When we started Speechace, the problem we were solving was specific: spoken language assessment was broken. Teachers and administrators were drowning in manual pronunciation scoring, and learners had no reliable way to get objective feedback on their speech. We built a comprehensive spoken language evaluation engine — one that could score pronunciation, fluency, prosody, and more at scale, in real time.
Then our customers started asking: “Can you do the same for writing?”
Honestly, for a while we pointed them elsewhere. Writing assessment wasn’t our thing. But the more we looked at what was actually available, the more we realized the problem was the same one we’d solved for speech: there was no equivalent — no purpose-built, rubric-aligned, automatically scored writing assessment that institutions and business could actually trust and deploy at scale.
So we built one.
The obvious question is: why not just use a general-purpose LLM to score writing? ChatGPT can give feedback on an essay, right?

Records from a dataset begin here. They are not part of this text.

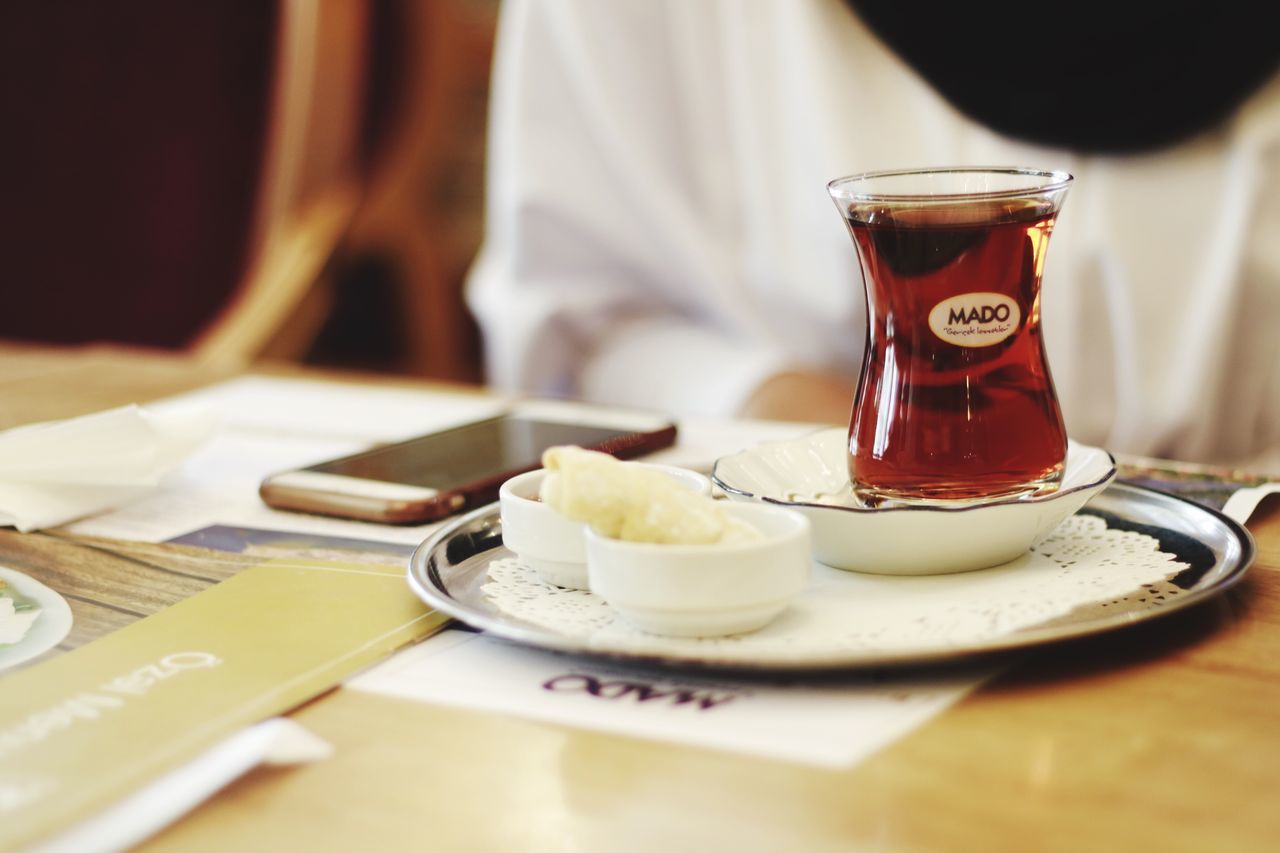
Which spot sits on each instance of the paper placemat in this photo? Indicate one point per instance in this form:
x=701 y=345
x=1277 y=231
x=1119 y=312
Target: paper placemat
x=827 y=724
x=91 y=726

Here’s the difference: General LLMs are generalists. They’re trained to be helpful across an enormous range of tasks, and they’ll produce plausible-sounding feedback on writing. But “plausible” isn’t the same as “calibrated,” and that gap matters enormously when you’re making hiring and placement decisions or tracking learner progress over time.

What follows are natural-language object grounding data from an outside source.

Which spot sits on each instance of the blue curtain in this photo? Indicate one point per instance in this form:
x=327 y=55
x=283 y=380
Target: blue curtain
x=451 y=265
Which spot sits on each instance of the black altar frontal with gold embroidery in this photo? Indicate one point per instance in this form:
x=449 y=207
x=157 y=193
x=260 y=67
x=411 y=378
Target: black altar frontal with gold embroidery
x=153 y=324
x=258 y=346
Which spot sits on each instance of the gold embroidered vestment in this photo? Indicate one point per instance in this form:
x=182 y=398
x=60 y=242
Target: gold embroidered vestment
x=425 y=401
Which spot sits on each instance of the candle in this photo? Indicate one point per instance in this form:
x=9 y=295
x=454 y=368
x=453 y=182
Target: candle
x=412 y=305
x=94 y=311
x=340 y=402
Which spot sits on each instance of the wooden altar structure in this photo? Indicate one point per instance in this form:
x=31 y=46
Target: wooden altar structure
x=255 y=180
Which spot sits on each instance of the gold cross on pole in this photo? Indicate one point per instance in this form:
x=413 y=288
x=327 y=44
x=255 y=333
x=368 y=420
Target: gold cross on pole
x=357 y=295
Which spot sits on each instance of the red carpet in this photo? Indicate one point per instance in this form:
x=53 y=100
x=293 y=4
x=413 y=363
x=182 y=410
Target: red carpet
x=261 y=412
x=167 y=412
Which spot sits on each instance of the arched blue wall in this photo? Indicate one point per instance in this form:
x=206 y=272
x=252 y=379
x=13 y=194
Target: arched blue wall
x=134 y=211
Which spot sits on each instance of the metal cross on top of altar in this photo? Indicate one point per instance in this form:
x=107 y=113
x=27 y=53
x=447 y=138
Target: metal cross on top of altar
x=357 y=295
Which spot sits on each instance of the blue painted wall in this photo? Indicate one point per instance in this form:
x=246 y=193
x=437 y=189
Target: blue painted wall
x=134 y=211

The Speechace writing model is different in a few concrete ways:
• Specific trained models for each rubric component. We don’t have a single model that does everything. We have separate models trained to assess grammatical accuracy, vocabulary range and diversity, sentence structure, coherence, and task achievement — the components that actually appear in standard assessment rubrics like IELTS and PTE.

• Independently evaluated for purpose. Our models aren’t just trained and shipped. They’re evaluated against human rater benchmarks specifically for the task of writing assessment. We measure alignment with expert scorers, not just general text quality.
• Scores mapped to recognized frameworks. The output isn’t a proprietary black box. Scores are aligned to CEFR, IELTS, PTE, TOEFL, and TOEIC, so results are interpretable by anyone who works with language standards.

• No prompt-sensitivity. With a generic LLM, slightly changing how you ask the question changes the score. Our scoring pipeline doesn’t work that way — same writing, same score, every time.
We’ve made writing assessment available through our Web SaaS or through our REST API.
A writing submission — whether it’s a long essay, a short task, or a chat response — gets analyzed across:
• Grammatical range and accuracy
• Lexical diversity and precision
• Coherence and cohesion
• Task Response (how well the response addresses the prompt)

Results come back in seconds, with component-level scores and an overall performance mapped to the major international scales, and optional detailed feedback with classified suggested improvements. No manual grading. No waiting.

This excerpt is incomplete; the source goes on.